Het is aangetoond dat biologicals die de werking van het cytokine tumornecrosefactor (TNF) blokkeren gedurende het derde trimester van de zwangerschap van moeder naar kind kunnen worden overgedragen. Deze kunnen tot zes maanden na de geboorte aanwezig zijn. Certolizumab pegol, wel een TNF-blokker, lijkt de placenta niet te kunnen passeren, maar de hoeveelheid beschikbare data is beperkt. Al met al adviseert de EULAR levend verzwakte vaccins bij zuigelingen van moeders die in de tweede helft van de zwangerschap behandeld zijn met biologicals, in de eerste zes maanden na de geboorte te vermijden. Het meten van de bloedspiegel van de biological van het kind kan helpen bij de beslissing wel of niet te vaccineren. Het belang van deze aanbeveling wordt onderstreept door een fataal verlopen gedissemineerde tuberculose na BCG-vaccinatie bij een zuigeling die tijdens de zwangerschap aan infliximab was blootgesteld.

Discussie
Sinds in 2011 de eerste versie van de EULAR-aanbevelingen voor vaccinatie van volwassen patiënten met AIIRD gepubliceerd werd, is de hoeveelheid beschikbare data over dit onderwerp enorm gegroeid. Hoewel er een behoorlijk aantal artikelen werd geïncludeerd bij het ontwikkelen van deze aanbevelingen, is het belangrijk op te merken dat het aantal publicaties voor sommige typen AIIRD, vaccins en therapieën nog steeds erg beperkt is. De meerderheid van de geïncludeerde studies werd uitgevoerd bij patiënten met RA en SLE. De resultaten van vaccinatie bij deze patiëntengroepen kunnen niet onbetwist één-op-één naar patiënten met andere AIIRD geëxtrapoleerd worden.
Een andere kritische noot betreft het onderzoek naar de veiligheid van vaccinatie bij patiënten met AIIRD. In onze review hebben wij gelet op het optreden van bijwerkingen en het effect van vaccinatie op ziekteactiviteit van de onderliggende AIIRD. Hoewel vaccinatie niet leidde tot significante problemen in de meerderheid van de geïncludeerde studies, waren deze studies te klein of niet adequaat ontworpen om het optreden van zeldzame bijwerkingen te kunnen detecteren.

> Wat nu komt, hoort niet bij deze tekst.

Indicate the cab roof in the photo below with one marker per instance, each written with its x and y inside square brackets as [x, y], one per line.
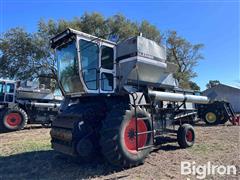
[68, 33]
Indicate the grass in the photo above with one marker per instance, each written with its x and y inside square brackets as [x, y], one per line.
[26, 144]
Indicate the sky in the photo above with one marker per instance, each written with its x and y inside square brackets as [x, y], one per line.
[215, 23]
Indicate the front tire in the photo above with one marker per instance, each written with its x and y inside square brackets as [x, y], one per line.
[118, 138]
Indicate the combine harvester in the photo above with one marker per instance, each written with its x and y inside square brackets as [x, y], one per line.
[26, 102]
[119, 98]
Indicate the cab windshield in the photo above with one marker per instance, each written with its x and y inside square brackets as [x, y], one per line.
[68, 68]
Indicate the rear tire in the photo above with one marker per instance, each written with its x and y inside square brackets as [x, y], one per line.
[118, 139]
[186, 136]
[211, 118]
[13, 119]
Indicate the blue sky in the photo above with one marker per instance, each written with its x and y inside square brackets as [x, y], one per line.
[214, 23]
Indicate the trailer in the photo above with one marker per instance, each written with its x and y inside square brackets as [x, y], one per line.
[217, 112]
[25, 102]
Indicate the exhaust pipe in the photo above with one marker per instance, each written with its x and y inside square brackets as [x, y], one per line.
[177, 97]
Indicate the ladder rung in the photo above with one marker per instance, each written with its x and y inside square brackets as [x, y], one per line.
[145, 132]
[145, 147]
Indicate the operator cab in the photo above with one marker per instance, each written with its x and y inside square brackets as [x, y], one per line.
[86, 64]
[7, 91]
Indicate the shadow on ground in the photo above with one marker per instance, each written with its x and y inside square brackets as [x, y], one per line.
[50, 165]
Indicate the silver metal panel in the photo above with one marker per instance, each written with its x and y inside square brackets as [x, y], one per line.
[177, 97]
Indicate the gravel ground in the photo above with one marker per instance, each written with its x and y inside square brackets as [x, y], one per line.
[27, 154]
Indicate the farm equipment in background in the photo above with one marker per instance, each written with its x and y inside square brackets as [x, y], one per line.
[217, 112]
[118, 99]
[26, 102]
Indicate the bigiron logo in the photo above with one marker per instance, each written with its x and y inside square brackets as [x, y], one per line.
[201, 171]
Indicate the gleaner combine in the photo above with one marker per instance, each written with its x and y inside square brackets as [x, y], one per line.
[119, 98]
[26, 102]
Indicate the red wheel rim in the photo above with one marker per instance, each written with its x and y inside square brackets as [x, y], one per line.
[130, 135]
[13, 119]
[189, 136]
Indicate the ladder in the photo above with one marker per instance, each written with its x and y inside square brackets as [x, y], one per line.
[151, 132]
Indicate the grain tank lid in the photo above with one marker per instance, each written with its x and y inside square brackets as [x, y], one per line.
[140, 46]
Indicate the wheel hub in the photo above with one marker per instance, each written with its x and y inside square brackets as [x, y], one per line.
[211, 117]
[13, 119]
[130, 135]
[189, 136]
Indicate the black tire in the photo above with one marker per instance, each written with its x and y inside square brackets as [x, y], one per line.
[113, 137]
[223, 120]
[13, 119]
[186, 136]
[47, 125]
[211, 118]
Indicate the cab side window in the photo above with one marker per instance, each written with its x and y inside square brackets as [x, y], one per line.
[107, 57]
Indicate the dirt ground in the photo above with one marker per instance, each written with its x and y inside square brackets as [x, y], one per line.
[27, 154]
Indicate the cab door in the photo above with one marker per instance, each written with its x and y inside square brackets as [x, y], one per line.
[107, 68]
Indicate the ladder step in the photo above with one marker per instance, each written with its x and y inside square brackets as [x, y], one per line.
[145, 132]
[144, 118]
[145, 147]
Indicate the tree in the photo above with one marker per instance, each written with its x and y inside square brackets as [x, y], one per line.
[194, 86]
[26, 55]
[185, 55]
[212, 83]
[20, 54]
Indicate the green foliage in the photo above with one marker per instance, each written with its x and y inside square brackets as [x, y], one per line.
[25, 55]
[212, 83]
[185, 55]
[21, 52]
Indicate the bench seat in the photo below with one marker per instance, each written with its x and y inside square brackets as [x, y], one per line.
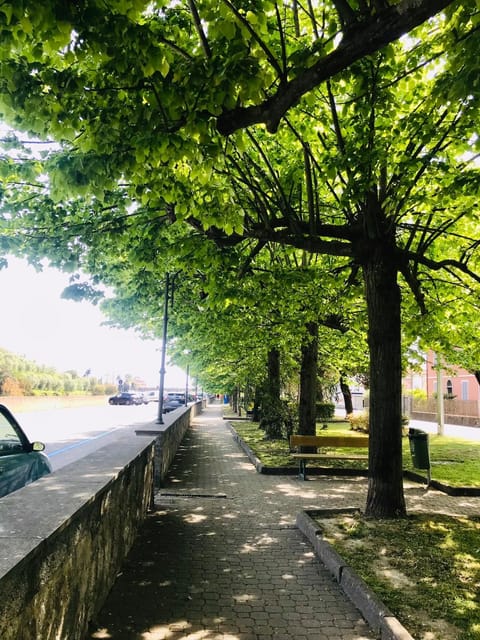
[338, 442]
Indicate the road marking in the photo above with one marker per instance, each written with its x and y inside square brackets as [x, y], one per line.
[81, 442]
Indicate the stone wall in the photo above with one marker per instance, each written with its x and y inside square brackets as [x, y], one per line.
[63, 539]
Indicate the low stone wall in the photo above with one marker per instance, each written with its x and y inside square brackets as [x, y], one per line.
[167, 440]
[63, 539]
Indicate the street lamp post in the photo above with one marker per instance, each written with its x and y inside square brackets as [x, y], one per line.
[164, 351]
[186, 386]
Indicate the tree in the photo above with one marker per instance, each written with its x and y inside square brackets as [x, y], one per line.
[369, 168]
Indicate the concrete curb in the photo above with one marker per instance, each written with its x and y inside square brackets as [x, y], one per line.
[378, 616]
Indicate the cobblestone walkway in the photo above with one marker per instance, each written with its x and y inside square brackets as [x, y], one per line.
[221, 558]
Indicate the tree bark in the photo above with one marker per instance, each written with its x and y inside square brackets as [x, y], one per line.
[369, 35]
[347, 396]
[308, 381]
[272, 411]
[385, 497]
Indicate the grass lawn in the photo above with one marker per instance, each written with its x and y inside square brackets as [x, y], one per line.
[425, 568]
[454, 461]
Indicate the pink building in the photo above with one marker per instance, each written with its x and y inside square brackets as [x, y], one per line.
[458, 386]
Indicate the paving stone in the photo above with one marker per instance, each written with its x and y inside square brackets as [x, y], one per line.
[220, 556]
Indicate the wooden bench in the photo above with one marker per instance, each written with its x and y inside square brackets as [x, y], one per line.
[338, 442]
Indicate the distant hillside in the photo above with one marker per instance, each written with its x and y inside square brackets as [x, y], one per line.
[19, 377]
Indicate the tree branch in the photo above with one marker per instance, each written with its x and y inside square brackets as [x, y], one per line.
[369, 36]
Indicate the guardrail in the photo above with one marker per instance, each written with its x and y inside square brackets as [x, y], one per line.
[64, 538]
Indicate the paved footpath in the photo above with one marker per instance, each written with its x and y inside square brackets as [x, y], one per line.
[220, 557]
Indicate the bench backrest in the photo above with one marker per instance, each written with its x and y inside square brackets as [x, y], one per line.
[328, 441]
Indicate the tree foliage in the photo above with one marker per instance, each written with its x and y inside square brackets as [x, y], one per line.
[158, 167]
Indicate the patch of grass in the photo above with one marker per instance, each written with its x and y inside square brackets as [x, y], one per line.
[454, 461]
[426, 569]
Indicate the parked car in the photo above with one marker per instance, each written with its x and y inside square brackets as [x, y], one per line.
[126, 397]
[151, 396]
[21, 461]
[171, 405]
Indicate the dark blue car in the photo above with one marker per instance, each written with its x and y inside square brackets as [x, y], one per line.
[21, 461]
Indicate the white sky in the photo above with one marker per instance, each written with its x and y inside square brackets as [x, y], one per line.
[37, 323]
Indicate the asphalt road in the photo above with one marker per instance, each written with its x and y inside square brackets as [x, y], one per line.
[72, 433]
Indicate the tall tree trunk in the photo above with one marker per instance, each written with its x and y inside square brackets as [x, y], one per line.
[347, 396]
[272, 410]
[385, 497]
[308, 381]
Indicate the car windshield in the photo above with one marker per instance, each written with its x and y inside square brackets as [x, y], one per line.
[9, 439]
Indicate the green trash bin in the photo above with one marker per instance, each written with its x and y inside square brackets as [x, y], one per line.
[418, 441]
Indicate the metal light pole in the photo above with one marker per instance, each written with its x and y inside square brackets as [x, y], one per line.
[164, 351]
[186, 386]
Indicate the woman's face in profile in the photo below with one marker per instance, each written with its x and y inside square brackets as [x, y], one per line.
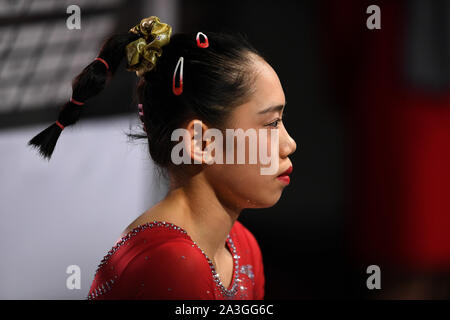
[244, 185]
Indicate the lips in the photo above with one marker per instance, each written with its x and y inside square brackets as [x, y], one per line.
[284, 177]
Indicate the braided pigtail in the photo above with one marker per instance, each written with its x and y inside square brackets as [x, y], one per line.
[90, 82]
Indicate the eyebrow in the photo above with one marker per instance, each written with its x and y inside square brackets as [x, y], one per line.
[273, 109]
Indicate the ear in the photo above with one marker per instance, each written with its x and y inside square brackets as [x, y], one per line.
[196, 144]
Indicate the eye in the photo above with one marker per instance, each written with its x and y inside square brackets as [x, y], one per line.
[274, 123]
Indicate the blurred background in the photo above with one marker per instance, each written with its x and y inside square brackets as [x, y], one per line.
[368, 108]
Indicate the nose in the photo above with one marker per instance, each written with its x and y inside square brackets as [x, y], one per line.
[287, 144]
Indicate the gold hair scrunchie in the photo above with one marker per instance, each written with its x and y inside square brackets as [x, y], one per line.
[143, 52]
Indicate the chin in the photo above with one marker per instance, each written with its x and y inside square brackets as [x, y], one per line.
[260, 203]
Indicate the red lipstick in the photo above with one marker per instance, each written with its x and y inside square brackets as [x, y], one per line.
[284, 177]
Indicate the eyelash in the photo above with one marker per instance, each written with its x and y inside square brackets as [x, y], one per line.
[271, 124]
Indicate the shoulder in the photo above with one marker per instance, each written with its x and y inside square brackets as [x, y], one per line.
[156, 262]
[245, 235]
[172, 270]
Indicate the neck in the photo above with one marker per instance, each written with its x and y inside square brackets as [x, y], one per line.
[204, 216]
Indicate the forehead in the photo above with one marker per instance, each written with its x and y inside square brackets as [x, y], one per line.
[267, 87]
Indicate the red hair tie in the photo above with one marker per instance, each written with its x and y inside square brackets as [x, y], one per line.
[102, 61]
[178, 90]
[202, 44]
[60, 125]
[76, 102]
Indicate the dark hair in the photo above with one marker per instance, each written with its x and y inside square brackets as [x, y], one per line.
[215, 79]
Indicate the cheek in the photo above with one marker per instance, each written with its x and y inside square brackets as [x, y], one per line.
[244, 186]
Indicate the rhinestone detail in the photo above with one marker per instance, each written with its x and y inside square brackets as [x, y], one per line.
[228, 293]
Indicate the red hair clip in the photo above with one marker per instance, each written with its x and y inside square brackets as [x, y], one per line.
[202, 44]
[178, 90]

Ondanks deze kanttekeningen hopen wij en onze medeauteurs met de aanbevelingen zorgprofessionals te ondersteunen die in hun dagelijkse praktijk te maken krijgen met vragen over vaccinatie bij patiënten met AIIRD. Wij nodigen eenieder die na het lezen van dit artikel interesse heeft in het onderwerp, van harte uit om de uitgebreidere, meer gedetailleerde originele stukken te lezen.